He knew why he’d wanted to kiss her. Why he still did. He could still feel her on his lips, on his lap.
In his head like fog, like honey that buzzed. Is this what it had felt like to kiss Sam? (He couldn’t remember just now, he didn’t want to.) If it had been like this, maybe nine years wasn’t such a long time to get over Sam, after all.
In all the time Lincoln was working at The Courier, reading Beth’s mail, thinking about her, he’d never really believed that there was a course of events, a path ahead of him or a route through the space-time continuum that would lead to this.
Yes. Beth. That just happened.
And maybe …maybe it was still happening.
Lincoln jerked to his feet and checked his pocket for his car keys. How long had it been since she’d left? Thirty minutes? Forty-five? Beth would still be at The Courier. And Lincoln didn’t have to keep a respectable distance anymore. He didn’t have to wish and pine and feel guilty. He didn’t have to do the honorable thing. Or maybe it was that the honorable thing had changed the moment Beth sat down next to him. Everything had changed.
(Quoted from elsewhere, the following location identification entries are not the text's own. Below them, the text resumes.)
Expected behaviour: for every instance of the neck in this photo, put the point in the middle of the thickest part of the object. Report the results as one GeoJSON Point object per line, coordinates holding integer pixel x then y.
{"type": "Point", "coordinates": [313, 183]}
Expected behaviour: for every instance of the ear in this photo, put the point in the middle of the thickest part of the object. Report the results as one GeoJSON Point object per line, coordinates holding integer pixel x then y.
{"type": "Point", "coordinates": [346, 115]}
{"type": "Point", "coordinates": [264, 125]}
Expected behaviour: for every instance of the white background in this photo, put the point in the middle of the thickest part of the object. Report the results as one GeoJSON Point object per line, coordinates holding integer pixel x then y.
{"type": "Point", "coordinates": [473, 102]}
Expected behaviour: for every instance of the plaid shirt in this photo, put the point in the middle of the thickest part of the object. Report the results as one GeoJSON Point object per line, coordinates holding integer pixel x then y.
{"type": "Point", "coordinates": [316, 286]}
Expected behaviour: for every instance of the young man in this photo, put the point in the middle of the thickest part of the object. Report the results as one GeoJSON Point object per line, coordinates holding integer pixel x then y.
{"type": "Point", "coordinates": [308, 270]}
Lincoln parked behind The Courier, by the loading dock. Half a dozen trucks were already waiting there, idling, while crews packed them with stacks of first editions. He ran in through a garage door, bypassing the employee turnstile—the guard on duty recognized him and waved—then bolted up the stairs to the newsroom like he was running for his life, like he was on deadline. Like if he stopped, he might settle into his old self, get trapped in his old loop.
Chuck looked up when Lincoln rushed past the copy desk. Lincoln nodded and kept rushing. He looked over at the city desk—no Beth. The back of the newsroom, the Entertainment section, was dark, but Lincoln kept going, trying not to think about all the nights he’d walked this path after he was sure she was gone.
She was there, on the phone. Sitting in her dark cubicle, the monitor lighting her face like a candle.
“No, I know,” she said into the phone. Her hair was all-the-way down, she wasn’t wearing her glasses. She still looked half dazed and overkissed. “I know,” she said, rubbing her forehead. “Look, this won’t ever …”
Lincoln stopped at the cubicle next to hers and tried not to breathe like a quarter horse. Beth glanced up, saw him, and lost the rest of her sentence.
He didn’t know what to do then, so he smiled, hopefully, biting his lip.
“Thank you,” she said into the phone. “I know. Thank you …Okay.” She hung up and gaped at him.
“What are you doing here?” she asked.
“I can leave,” he said, taking a step back.
“No,” she said, standing. “No. I …”
“I thought we should talk,” he said.
“Okay,” she said.
“Okay.” Lincoln nodded.
There were maybe two feet and a cubicle wall between them.
“Or maybe we shouldn’t,” Beth said, folding her arms.
“What?”
“I just feel like, if we talk about this, it could go horribly wrong. But if we leave it like it is, maybe it can go on feeling, I don’t know, somehow horribly right.”
“Like it is?” he asked.
“Sure,” she said, talking too fast. “We can meet in dark theaters …and if I need to tell you something, I’ll send it to someone else in an e-mail.”
Lincoln stepped away from her, like she’d hit him.
She scrunched up her face and closed her eyes. “Sorry,” she said. “Sorry. I warned you. I’m no good at talking. I’m better on paper.”
She knows, was all Lincoln could think. That I’m the creep. Not the cute guy. She knows …And she still sat next to me.
“Are you done?” he asked.
“Embarrassing myself? Probably not.”
“With your review.”
“Such as it is.”
“Then come with me.”
Lincoln held out his hand to her and felt like he’d won something when, after another dazed moment, she took it. He started walking out of the newsroom, wishing he knew where to take her. It’s not like The Courier had a romantic courtyard hidden away. Or a balcony. Or a corner booth.
They ended up at the break room.
“Wait,” Beth said, as he pushed open the door. The room was dark. The tables were gone. The vending machines were still there, still lit and humming, but they were empty.
“It’s closed,” Beth said quietly. “There’s a new one downstairs. This is going to be office space, I think, for the Web people.”
She looked down the hall, nervously, and drew back her hand.
“Perfect,” Lincoln said. He stepped into the break room and held the door open for her. She looked up at him, surprised, and followed. The door swished shut behind them, and Lincoln stopped for a moment to let his eyes adjust to the Pepsi machine light. There was a clear space against the wall, next to the Coffee-Mat. Beth followed him there—he kept expecting her not to—and they sank to the floor, facing each other.